浄土宗神奈川教区テレホン法話 第852話
今回はみなさんに私どもの宗歌「月影の歌」をご紹介したいと思います。
「月影のいたらぬ里はなけれども 眺むる人の心にぞすむ」
このお歌は、浄土宗を開かれました法然上人がお作りになり、今も多くの人達に歌われ親しまれております。
月の光はこの世をあまねく照らし、どんな山里にも届くけれども、私たちがその月の光に気づかず、また眺めようともしなければ、私たちの心の中に届くことはないのです。

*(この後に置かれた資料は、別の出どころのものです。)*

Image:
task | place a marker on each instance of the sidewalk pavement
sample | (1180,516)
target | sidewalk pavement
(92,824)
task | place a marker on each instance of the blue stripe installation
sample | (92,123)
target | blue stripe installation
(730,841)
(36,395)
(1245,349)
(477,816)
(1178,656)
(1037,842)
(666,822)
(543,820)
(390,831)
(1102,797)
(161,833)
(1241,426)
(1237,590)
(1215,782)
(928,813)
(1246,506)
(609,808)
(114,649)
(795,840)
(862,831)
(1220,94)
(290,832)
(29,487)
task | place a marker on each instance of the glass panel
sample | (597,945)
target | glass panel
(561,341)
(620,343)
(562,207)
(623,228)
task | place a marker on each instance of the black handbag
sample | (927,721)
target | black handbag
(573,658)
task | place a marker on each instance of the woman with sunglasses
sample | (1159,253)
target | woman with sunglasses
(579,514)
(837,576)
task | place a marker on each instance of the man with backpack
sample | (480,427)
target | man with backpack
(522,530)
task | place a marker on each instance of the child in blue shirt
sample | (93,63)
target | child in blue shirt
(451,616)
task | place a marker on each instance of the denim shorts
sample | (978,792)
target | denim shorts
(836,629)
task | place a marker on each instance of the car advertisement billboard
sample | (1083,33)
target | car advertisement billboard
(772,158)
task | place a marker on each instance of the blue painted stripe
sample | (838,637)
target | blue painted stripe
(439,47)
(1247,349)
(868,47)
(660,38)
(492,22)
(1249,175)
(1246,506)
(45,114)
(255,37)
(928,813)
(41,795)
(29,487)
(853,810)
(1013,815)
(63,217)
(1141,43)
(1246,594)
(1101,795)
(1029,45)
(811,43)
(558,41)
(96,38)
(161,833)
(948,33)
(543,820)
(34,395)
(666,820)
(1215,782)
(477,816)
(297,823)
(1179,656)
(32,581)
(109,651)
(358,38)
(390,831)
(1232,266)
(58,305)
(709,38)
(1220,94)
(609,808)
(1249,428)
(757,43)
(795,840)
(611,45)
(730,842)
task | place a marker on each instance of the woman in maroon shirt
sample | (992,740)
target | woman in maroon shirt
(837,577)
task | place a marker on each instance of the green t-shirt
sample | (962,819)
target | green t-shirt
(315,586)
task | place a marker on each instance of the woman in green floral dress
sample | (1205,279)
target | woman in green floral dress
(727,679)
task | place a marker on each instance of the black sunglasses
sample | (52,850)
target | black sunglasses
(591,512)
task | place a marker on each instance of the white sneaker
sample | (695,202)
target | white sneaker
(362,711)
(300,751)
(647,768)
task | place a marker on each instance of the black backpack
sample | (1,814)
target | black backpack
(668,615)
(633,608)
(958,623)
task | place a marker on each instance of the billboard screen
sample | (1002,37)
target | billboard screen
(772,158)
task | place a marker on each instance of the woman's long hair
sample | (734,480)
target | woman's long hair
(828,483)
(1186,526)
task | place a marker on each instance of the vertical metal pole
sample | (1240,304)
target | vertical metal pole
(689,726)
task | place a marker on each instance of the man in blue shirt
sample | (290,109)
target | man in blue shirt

日頃、私どもがお称えしているお経の中に「光明遍照 十方世界 念仏衆生 摂取不捨」という経文があります。
阿弥陀様の光明はすべての世界を照らし、念仏を称える者は誰でも必ず救い摂って下さる、という慈悲の心。
そうです。
まさにこのお歌は阿弥陀様のお心を歌われたものなのです。
阿弥陀様は無量の光を放ち、いつでも私たちをお護り下さっています。
阿弥陀様を信じ、眺める心を持ってこそ、月の光の美しさを感じ取ることができ、阿弥陀様のご慈悲が私たちの心の中に澄みわたるのです。
法然上人はこの「月影の歌」に月とその光を美しいと仰ぐ人と、阿弥陀様との関係を示されました。
法然上人をお慕いし阿弥陀様のご慈悲を頂けますよう、共に月を仰ぎお念仏をお称えして参りましょう。